Changes in the words we use and the ways we communicate may make it even trickier to ferret out financial malfeasance.
Near the end of a client engagement, Sally, the auditor, realizes she needs clarifying information about certain customer sales made on contract. She emails the client’s CFO, James, for additional details about the contract terms and underlying transactions. After two days, James has not responded, so Sally follows up with another email asking for the information. Shortly after, she receives a vague response laden with lots of doublespeak and technical jargon with which Sally is not familiar.
What Sally doesn’t realize is that James spent hours drafting and redrafting the reply to carefully word his response to answer enough of Sally’s questions while also not arousing her suspicions. In reality, the company had made verbal side agreements with the customer to modify the contractual terms, and the transactions were recognized prematurely on the books. However, in his response, James was able to obscure this fact and still provide enough information to appease Sally. By taking his time to reply, he also left Sally with less time to consider additional follow-up questions. James’s ploy worked; Sally documented James’s email response as a sufficient explanation and concluded the engagement with an unqualified opinion.

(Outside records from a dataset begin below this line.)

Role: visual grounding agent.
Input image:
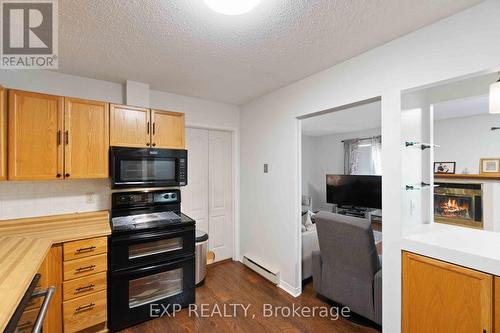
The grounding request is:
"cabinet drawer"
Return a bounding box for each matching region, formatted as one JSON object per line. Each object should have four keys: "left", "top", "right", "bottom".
{"left": 63, "top": 272, "right": 107, "bottom": 301}
{"left": 64, "top": 237, "right": 107, "bottom": 261}
{"left": 63, "top": 290, "right": 107, "bottom": 333}
{"left": 63, "top": 253, "right": 107, "bottom": 281}
{"left": 16, "top": 307, "right": 39, "bottom": 333}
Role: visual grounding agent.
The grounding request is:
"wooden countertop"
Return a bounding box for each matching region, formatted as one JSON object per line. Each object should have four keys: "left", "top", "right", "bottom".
{"left": 0, "top": 211, "right": 111, "bottom": 332}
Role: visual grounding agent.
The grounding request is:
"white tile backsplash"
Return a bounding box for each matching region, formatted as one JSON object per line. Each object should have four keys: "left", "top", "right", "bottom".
{"left": 0, "top": 180, "right": 111, "bottom": 220}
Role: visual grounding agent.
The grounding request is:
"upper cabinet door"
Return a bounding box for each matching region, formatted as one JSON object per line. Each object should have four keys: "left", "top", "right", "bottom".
{"left": 8, "top": 90, "right": 64, "bottom": 180}
{"left": 64, "top": 98, "right": 109, "bottom": 179}
{"left": 110, "top": 104, "right": 150, "bottom": 148}
{"left": 151, "top": 110, "right": 185, "bottom": 149}
{"left": 0, "top": 87, "right": 6, "bottom": 180}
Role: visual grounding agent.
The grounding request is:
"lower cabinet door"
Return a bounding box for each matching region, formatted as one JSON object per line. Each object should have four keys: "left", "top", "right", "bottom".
{"left": 63, "top": 290, "right": 107, "bottom": 333}
{"left": 402, "top": 251, "right": 493, "bottom": 333}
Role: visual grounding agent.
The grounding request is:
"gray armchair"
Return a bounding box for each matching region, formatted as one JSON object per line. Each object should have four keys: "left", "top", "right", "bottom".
{"left": 312, "top": 211, "right": 382, "bottom": 325}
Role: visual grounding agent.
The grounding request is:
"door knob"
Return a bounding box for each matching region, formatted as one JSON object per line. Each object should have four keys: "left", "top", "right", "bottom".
{"left": 65, "top": 173, "right": 70, "bottom": 178}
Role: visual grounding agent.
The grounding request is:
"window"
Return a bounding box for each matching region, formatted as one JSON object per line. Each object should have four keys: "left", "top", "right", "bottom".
{"left": 344, "top": 136, "right": 382, "bottom": 175}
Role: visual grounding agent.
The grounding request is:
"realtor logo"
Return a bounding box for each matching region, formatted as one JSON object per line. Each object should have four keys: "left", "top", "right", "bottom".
{"left": 1, "top": 0, "right": 58, "bottom": 68}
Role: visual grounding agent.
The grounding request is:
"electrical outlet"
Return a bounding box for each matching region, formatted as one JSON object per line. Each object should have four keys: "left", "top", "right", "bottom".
{"left": 86, "top": 192, "right": 96, "bottom": 204}
{"left": 264, "top": 164, "right": 268, "bottom": 173}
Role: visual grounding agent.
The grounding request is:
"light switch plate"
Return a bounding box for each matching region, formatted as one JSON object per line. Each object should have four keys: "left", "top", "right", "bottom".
{"left": 264, "top": 164, "right": 268, "bottom": 173}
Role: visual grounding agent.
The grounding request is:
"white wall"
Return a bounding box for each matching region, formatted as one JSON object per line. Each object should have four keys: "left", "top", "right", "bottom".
{"left": 0, "top": 70, "right": 240, "bottom": 221}
{"left": 302, "top": 128, "right": 381, "bottom": 211}
{"left": 434, "top": 114, "right": 500, "bottom": 174}
{"left": 239, "top": 1, "right": 500, "bottom": 331}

TECHNOLOGY’S EFFECT ON THE PACE OF CHANGE
Modern languages continually evolve. Some evolution comes from necessity. For example, we create words to describe new technology, such as texting or Wi-Fi. Other changes reflect evolving social or cultural norms. New generations devise new slang, and old phrasing fades away. Over time, these types of changes percolate into business communications. In many ways, the rise of technology has hastened this linguistic evolution, particularly in the business environment.
Evolutions in language and communication have several ramifications that affect the way auditors should approach their engagements and their consideration of fraud risk. While some research on related topics has been performed by academic scholars, much of how this evolution will affect fraud is still being examined. This article is informed by academic research conducted through the Institute for Fraud Prevention (jointly founded by the Association of Certified Fraud Examiners and the AICPA) and other organizations. Research insights from these and future studies can help inform the business community’s and auditing profession’s responses to change.